The Double Life of Cora Parry
By Angela McAllister
Published by Orion
ISBN 978 1 84255 603 0

Life in Victorian London was not easy for young teenagers if they didn't come from families with money.

The streets of the poorer areas were swarming with kids who had no family, no home and no hope for the future. They lived where they could, in broken-down buildings, under market stalls or in doorways.

They stole, took jobs where they could find them and were easy targets to be sucked into a life of crime. Street kids were one of the many social problems that made London in the late 19th century a dangerous place to live.

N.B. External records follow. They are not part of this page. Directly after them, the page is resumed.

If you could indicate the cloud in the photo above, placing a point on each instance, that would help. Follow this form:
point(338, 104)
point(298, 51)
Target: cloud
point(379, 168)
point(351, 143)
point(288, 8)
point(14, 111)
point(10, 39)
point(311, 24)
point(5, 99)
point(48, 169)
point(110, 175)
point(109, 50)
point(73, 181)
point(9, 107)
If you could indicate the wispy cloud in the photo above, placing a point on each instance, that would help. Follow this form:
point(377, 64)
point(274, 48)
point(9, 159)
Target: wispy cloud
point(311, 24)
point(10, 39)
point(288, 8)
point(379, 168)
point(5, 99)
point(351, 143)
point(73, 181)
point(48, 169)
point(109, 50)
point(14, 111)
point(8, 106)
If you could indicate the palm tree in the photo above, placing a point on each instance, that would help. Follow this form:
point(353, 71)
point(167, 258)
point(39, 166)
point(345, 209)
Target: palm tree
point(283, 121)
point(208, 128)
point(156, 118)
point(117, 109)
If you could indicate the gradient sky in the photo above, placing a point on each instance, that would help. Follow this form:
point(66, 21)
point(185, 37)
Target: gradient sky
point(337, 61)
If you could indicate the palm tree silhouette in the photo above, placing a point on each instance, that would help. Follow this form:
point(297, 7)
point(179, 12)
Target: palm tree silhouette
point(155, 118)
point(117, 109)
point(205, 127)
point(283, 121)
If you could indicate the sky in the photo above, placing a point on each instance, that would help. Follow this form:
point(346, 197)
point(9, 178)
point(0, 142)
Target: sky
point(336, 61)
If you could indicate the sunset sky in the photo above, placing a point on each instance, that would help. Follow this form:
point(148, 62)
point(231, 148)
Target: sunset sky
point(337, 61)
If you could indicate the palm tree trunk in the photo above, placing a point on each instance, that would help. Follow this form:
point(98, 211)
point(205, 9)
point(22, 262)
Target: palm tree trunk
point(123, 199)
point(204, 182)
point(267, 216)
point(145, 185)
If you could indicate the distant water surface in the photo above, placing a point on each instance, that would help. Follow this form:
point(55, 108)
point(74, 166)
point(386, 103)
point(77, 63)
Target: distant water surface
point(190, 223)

The title character in Angela McAllister's The Double Life of Cora Parry was born in a workhouse in London, and after the death of her young mother was adopted by a childless couple who lived outside the city. But on the early deaths of her adoptive parents, she is taken back to London and abandoned.

Determined not to end up in the workhouse where her mother died, Cora has no choice but to live on the streets. She is soon taken in by Fletch, a hardened young girl who pretends to be a boy, and who rules over a filthy basement that is home to other homeless kids who live by stealing, trickery and worse crimes. It is no place for happiness or hope.

Fletch trains Cora to be a street thief and house burglar. Cora is small for her age, and Fletch sees many uses for her, because she can get through small windows easily.

Her new life goes very much against Cora's inner moral values and conscience, but she knows she has to survive by using what chances are given to her. She has to find a way to cope that will prevent her from going under completely.

It is a dog-eat-dog life in the underworld of Victorian London, where no one can be trusted and friends simply do not exist.

Cora soon proves to be an efficient thief. But all the time at the back of her mind, she wants to find out about her mother and her true background. But Cora's mother is just one of the many young women who died in the dreadful Walston Workhouse. This is a place to be avoided.

As Cora stands at the railings, looking at the grim building, she knows that the answer to who she is lies somewhere within those unfriendly walls.

Guilt lies heavily on Cora as she sinks deeper into a life of petty crime, and she comes up with an interesting solution to her conscience. She invents a double, another person in her imagination who is the liar and thief that Cora herself has become. She calls this girl Carrie, and her mind tells her it is Carrie not Cora who carries out crimes.

The Double Life of Cora Parry is a fast-moving, stylish story, with a clever psychological twist at the end. It is packed with interesting characters and drama, and Angela McAllister keeps the tension at its peak until the end. Cora Parry has to have two lives in order to survive. But which life is the real one?